Judaica-Ausstellung in Wien:
"Reise an kein Ende der Welt"
Von 23. Mai bis 23. September 2001 zeigt das
Jüdische Museum Wien
eine umfassende kulturgeschichtliche Ausstellung, die sich mit den
unterschiedlichen Formen jüdischen Kultur- und Geisteslebens in der
Diaspora auseinandersetzt. Die Schau mit dem Titel "Reise an kein Ende
der Welt. Judaica aus der Gross Family Collection, Tel Aviv" versammelt
Judaica-Objekte aus Gemeinden aus (beinahe) der ganzen jüdischen Welt
unterschiedlichster Entstehungszeit und setzt diese durch
Gegenwartsfotografien von den Herkunftsorten in ihren jeweiligen lokalen
Kontext.
Der Judaica-Sammler William L.
Gross war beim Aufbau seiner Sammlung bemüht, diese als eine
global-jüdische anzulegen, um die prinzipielle Einheit jüdischer
Religion und Tradition gerade durch die Vielfalt zu demonstrieren.

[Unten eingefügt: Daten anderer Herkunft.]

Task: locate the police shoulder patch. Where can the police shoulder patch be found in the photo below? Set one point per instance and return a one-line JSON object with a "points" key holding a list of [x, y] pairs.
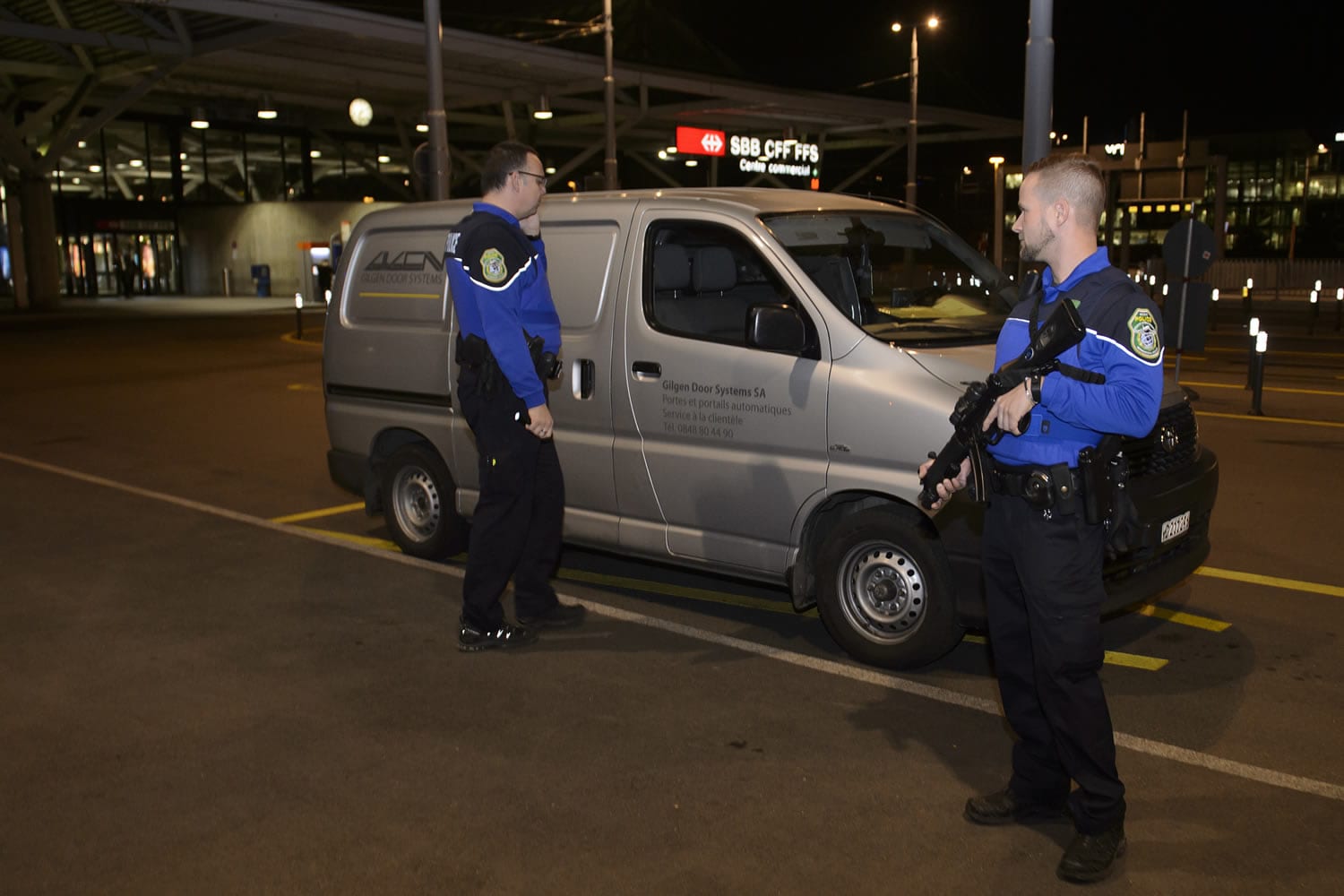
{"points": [[1144, 335], [492, 266]]}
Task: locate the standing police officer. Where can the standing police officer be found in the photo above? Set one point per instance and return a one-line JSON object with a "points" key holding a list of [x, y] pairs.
{"points": [[510, 338], [1043, 564]]}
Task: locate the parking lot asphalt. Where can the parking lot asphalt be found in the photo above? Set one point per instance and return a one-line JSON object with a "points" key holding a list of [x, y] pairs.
{"points": [[201, 699]]}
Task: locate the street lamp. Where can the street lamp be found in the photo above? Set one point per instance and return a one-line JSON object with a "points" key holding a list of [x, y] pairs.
{"points": [[999, 212], [914, 104]]}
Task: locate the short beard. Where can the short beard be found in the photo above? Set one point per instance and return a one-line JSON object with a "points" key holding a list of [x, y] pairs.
{"points": [[1034, 253]]}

Insofern handelt es sich um eine idealtypische Sammlung für die
Ausstellung "Reise an kein Ende der Welt", die 33 Orte jüdischen Lebens
von Frankfurt bis nach Cochin, von Wien bis nach Aleppo und von Wilna
bis nach Djerba zeigt. Die Orte werden repräsentiert durch jeweils
einige wenige Judaica-Objekte und hebräische Handschriften, die wohl
typisch für den kulturellen Kontext ihrer Entstehungsumgebung, doch auch
immer typisch für ihren traditionell jüdischen Kontext sind. So steht
mit den rund 130 ausgewählten Objekten die Schnittstelle zwischen
jüdischer Kultur und Umgebungskultur im Vordergrund.

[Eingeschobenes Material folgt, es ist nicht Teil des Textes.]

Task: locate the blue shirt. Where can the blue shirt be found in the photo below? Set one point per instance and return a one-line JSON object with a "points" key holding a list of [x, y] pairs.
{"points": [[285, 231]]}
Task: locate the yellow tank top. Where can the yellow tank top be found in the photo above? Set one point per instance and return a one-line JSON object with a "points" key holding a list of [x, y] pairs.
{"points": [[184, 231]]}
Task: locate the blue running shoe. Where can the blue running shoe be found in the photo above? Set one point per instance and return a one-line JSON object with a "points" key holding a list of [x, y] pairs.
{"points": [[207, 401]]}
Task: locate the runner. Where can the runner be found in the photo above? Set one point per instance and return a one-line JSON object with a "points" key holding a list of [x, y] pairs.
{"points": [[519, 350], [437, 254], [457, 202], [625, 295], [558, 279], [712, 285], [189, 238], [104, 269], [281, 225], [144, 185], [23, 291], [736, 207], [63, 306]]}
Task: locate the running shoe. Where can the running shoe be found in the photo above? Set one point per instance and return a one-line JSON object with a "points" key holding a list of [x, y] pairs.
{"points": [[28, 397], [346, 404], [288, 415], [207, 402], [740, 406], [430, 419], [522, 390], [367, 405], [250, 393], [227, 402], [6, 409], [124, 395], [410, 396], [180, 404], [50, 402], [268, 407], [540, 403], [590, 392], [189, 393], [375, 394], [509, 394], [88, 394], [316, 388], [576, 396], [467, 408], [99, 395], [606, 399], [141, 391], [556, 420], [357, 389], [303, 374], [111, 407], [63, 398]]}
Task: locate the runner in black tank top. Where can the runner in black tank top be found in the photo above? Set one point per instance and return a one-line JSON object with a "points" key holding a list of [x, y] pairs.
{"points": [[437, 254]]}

Jedem Ort ist ein einschlägiges
literarhistorisches Reisezeugnis beigegeben. Diese Zeugnisse reichen vom
Mittelalter bis in die erste Hälfte des 20. Jahrhunderts, denn so
ortsungebunden jüdische Tradition ist, so unabhängig ist sie auch von
der Zeit. Da die "Reise an kein Ende der Welt" nicht in der
geschichtlichen Vergangenheit erstarren soll, bildet die Basis jedes
Ortes ein gegenwärtiges Foto jüdischen Lebens an diesem Ort. Damit wird
eine Brücke geschlagen zwischen Vergangenheit und Gegenwart, zwischen
Nicht-mehr-Vorhandenem und Noch- oder Wieder-Vorhandenem. Weiters soll
durch diesen Brückenschlag verdeutlicht werden, dass die Judaica-Objekte
nicht Relikte eines vergangenen jüdisch-religiösen Kultes sind, sondern
selbstverständliche Bestandteile auch heutigen jüdischen Lebens.
"Reise an kein Ende der Welt"
Seit der Zerstörung des Zweiten
Tempels im Jahre 70 d.Z. wurde die Diaspora für fast 2000 Jahre die
zwingende Existenzform für die Judenheit. Schon früh fragte man sich, wo
denn überall Juden lebten und ob die eine Diaspora anders ausschauen
würde als die andere. So machten sich ab dem frühen Mittelalter Reisende
auf den Weg zu den entlegensten Orten, ans "Ende der Welt", um nach
jüdischen Enklaven zu fahnden und der Welt von ihrer erstaunlichen
Existenz zu berichten. Ihre Sichtweise war abhängig von ihrer Herkunft.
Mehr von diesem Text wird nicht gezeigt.